There is always room for legitimate doubt in whatever field we look. Science is based on observable evidence, and as our observations expand, so do our interpretations. Which means that what we think of as “facts” change, and science is constantly re-assessing the validity of earlier conclusions. Today, quantum physics and the Standard Theory, both theories about the very nature of matter and the universe are not even in agreement with each other, and both are being questioned by recent findings.
But the areas of scientific dispute are almost without end. Is drinking alcohol in moderation good for health? What about fats? or more than 3 eggs a week? or various grains? or super-aerobic exercise like jogging every day?
Religion, of course, is a completely different matter. Religious beliefs, by definition, cannot be verified. They are accepted on “faith” without proof. Believers think that their beliefs are divinely revealed and are the true ones, but since so many religions believe so many contradictory things, somebody must be wrong.
So how do we decide what it is that we believe, or not believe? And what determines how certain we are that the beliefs we hold are right?
I don’t know the answer to this. When I was young, I thought it was a question of intelligence and education, but that obviously isn’t so. It’s partly culture, both secular and religious. I was reared as a Roman Catholic, which argues even today that it is the one and only true Church. As a young person, I thought, therefore, that I had all the right answers to all the fundamentally important questions. Today, I see the Church’s position as limiting. (I would even use the words arrogant, destructive, and ignorant, if I might not be misunderstood to be saying that all Roman Catholics are arrogant and stupid, which obviously they are not.)

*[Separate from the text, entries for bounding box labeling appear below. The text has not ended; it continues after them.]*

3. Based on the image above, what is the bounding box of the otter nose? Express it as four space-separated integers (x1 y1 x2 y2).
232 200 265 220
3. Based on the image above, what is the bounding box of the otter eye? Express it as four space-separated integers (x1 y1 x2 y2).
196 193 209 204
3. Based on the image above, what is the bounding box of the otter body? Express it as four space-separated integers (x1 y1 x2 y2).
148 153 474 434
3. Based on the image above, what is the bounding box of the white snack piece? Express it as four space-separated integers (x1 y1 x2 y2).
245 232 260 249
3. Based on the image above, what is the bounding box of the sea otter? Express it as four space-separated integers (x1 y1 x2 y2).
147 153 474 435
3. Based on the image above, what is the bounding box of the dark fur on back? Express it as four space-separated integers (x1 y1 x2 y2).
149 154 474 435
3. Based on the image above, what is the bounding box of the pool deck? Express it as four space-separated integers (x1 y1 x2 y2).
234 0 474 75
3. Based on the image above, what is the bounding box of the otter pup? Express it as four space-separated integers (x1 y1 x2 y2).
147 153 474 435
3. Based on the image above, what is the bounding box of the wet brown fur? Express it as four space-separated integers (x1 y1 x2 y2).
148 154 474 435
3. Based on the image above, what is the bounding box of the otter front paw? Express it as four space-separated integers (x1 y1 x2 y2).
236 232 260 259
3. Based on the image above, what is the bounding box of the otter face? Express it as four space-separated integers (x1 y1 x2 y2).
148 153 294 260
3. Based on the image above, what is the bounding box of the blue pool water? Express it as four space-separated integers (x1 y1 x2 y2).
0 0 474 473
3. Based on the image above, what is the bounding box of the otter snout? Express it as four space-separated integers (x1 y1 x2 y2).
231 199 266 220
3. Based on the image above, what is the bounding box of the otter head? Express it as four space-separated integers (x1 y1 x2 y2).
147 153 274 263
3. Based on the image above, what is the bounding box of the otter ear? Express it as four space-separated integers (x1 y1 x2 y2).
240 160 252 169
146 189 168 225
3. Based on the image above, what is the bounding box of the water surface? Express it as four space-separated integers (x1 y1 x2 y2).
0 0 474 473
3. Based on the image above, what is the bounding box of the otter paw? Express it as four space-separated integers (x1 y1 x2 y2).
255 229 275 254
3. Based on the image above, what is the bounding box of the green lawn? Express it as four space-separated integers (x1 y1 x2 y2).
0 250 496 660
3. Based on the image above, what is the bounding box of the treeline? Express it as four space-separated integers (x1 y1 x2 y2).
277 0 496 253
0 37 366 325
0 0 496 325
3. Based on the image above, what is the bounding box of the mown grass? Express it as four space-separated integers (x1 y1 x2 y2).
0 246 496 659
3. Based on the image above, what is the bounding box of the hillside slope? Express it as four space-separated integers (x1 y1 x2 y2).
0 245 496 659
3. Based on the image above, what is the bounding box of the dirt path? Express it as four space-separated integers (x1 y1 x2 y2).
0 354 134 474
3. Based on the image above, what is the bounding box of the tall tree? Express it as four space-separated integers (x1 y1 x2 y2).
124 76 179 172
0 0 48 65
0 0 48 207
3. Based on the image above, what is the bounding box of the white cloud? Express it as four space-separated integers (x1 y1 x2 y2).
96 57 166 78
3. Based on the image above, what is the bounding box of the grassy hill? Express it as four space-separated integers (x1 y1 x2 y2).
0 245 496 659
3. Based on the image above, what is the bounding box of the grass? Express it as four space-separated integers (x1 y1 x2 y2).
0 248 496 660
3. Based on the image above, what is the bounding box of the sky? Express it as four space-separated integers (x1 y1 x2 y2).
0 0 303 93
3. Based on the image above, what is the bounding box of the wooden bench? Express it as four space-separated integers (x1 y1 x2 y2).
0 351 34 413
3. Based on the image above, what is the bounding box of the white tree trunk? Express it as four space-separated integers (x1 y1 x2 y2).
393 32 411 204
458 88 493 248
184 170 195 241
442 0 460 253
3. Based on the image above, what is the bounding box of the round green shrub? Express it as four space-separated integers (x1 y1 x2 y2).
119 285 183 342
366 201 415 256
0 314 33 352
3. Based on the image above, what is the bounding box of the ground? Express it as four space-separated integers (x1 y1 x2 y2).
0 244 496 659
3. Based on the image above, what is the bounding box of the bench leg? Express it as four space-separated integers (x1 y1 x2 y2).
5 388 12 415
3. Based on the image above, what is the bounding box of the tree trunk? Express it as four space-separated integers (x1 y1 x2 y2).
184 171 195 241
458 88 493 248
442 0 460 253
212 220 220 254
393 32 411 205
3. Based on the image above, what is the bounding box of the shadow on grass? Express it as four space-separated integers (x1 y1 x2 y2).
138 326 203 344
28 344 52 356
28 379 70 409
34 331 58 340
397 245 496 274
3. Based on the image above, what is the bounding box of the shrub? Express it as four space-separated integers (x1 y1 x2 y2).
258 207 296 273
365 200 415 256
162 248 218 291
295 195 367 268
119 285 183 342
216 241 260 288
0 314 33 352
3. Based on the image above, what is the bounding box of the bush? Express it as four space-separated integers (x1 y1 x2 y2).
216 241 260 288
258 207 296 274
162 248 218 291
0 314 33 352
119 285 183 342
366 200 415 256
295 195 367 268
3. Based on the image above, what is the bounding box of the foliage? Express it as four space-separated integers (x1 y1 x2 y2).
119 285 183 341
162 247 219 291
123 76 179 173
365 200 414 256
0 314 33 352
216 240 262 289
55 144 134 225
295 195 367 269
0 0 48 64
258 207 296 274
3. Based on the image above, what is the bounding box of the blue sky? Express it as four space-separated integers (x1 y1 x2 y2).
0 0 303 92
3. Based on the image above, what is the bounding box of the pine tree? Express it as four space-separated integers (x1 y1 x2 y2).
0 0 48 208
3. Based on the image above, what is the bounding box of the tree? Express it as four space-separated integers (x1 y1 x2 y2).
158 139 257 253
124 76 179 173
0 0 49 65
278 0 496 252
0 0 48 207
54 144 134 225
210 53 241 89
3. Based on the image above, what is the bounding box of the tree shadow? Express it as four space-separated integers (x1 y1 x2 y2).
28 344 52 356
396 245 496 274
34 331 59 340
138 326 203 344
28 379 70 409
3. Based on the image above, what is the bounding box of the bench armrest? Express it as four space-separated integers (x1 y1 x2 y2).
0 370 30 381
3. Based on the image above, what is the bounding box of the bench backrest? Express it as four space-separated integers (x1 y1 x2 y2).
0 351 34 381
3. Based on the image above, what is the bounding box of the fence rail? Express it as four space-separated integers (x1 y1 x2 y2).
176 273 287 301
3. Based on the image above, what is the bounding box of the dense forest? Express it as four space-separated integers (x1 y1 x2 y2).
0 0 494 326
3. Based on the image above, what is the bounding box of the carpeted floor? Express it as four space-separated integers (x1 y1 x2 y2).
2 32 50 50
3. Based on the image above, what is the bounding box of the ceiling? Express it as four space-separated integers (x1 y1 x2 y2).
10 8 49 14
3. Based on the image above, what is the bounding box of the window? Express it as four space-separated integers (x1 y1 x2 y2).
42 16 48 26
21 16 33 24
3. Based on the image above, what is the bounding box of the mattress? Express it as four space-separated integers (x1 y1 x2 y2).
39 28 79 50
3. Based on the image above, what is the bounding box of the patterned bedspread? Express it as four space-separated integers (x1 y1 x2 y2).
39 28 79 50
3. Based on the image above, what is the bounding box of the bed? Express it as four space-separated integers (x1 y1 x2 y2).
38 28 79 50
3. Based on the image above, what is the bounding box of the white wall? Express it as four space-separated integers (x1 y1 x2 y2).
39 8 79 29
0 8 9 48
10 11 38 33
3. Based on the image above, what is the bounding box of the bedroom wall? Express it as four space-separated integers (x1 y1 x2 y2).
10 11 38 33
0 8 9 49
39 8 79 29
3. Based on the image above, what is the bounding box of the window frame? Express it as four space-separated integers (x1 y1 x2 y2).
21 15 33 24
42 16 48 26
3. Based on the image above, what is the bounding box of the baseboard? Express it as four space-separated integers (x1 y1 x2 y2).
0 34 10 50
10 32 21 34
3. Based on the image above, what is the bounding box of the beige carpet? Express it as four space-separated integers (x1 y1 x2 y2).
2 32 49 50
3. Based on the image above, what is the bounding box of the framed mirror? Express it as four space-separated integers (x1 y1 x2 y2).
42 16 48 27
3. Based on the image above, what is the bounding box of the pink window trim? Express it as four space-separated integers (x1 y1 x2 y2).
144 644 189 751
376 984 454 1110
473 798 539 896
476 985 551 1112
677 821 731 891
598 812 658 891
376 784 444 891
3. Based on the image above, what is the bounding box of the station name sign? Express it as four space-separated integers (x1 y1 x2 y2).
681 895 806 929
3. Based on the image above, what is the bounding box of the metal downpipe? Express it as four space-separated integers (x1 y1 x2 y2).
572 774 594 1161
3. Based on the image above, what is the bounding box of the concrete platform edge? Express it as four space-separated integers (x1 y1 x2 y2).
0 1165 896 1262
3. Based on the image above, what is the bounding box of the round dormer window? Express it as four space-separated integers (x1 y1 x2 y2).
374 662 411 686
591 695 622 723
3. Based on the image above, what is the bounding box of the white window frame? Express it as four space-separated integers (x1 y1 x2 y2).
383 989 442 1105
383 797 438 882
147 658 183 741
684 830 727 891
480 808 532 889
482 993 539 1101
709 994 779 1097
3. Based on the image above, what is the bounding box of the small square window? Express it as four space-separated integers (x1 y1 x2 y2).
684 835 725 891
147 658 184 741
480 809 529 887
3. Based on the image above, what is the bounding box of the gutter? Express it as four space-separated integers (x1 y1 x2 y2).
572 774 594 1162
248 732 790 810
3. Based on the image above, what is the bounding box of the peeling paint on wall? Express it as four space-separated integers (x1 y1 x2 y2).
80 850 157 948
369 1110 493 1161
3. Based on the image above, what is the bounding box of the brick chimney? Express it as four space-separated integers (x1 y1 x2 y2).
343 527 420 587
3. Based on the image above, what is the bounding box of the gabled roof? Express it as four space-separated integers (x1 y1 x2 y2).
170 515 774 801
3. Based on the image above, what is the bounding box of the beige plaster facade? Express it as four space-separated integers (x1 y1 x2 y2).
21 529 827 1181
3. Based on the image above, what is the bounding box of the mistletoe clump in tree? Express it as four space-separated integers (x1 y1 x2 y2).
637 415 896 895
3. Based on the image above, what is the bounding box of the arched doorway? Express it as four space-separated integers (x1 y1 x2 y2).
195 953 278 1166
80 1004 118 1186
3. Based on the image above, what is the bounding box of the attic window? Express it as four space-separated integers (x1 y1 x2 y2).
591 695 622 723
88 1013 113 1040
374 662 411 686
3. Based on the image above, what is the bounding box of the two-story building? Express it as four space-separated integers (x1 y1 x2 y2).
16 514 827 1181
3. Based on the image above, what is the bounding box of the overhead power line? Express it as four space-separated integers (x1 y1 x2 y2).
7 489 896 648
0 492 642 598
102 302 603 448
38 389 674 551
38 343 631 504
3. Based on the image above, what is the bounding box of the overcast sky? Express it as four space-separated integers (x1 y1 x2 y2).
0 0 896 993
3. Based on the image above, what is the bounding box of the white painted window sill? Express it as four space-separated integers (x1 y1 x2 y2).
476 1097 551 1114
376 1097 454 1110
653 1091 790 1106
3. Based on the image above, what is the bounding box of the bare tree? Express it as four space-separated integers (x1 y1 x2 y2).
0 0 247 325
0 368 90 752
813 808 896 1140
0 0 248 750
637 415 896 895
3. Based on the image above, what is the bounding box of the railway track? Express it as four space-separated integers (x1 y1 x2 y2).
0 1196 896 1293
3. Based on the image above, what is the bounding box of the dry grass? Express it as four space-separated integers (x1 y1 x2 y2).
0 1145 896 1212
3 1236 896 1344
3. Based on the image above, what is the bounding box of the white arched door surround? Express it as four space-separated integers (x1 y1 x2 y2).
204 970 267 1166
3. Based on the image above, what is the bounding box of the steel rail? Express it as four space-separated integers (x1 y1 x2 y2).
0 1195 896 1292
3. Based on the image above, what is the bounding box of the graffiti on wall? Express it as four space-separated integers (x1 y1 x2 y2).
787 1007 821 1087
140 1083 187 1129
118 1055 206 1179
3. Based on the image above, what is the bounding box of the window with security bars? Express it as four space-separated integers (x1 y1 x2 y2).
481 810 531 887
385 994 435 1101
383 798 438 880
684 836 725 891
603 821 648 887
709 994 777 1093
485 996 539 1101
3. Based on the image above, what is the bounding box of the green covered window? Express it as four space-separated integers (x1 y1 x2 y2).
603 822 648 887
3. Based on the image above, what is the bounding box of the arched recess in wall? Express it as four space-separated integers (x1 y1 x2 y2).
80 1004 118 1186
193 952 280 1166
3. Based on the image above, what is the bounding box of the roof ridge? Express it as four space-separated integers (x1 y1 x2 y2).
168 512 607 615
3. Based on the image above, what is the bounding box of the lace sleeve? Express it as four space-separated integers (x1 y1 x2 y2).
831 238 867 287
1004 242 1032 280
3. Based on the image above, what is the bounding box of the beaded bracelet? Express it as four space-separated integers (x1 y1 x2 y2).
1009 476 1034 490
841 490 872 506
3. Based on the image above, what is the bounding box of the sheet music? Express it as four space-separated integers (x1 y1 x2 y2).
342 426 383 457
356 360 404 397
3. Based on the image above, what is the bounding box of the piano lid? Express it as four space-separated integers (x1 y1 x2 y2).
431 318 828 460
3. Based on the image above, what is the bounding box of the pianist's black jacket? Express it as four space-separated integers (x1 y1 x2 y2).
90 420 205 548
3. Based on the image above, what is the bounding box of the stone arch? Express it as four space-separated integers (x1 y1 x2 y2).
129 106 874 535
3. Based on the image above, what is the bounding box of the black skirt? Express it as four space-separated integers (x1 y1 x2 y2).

Of course on a daily level we cannot go around questioning every aspect of reality. If we did we’d never get anything done. But we are engaged in mass killings of our fellow human brothers and sisters simply because they disagree with our religious or political beliefs. Why are we so varied in our ability to tolerate uncertainty on such a profound level?
In part, I wonder if it’s economic. In societies where men, particularly, cannot get employment, religious and political fanaticism seems to proliferate.
If that’s so, then understanding economics and creating systems where swathes of the population are not disenfranchised is critically important to human survival. It’s what America thought capitalism was about, but research shows that it is not as automatic as we thought for so long. Without government intervention, the wealth of that 2% may be entrenched. Creating equality is what Communism set out to do as well, but it also has not succeeded. The temptation of various forms of contemporary socialism is to take from the rich, variously defined as anything from the top 2% to anybody who has more than anybody else. And I’m dead wrong if Trump has the answers to “make America great again.”
In the long-term, we have not yet found a system that sustains development and opportunity across the board. But in my old age, I find myself tending to study the problem from the point of view of economics rather than from theological or psychological perspectives.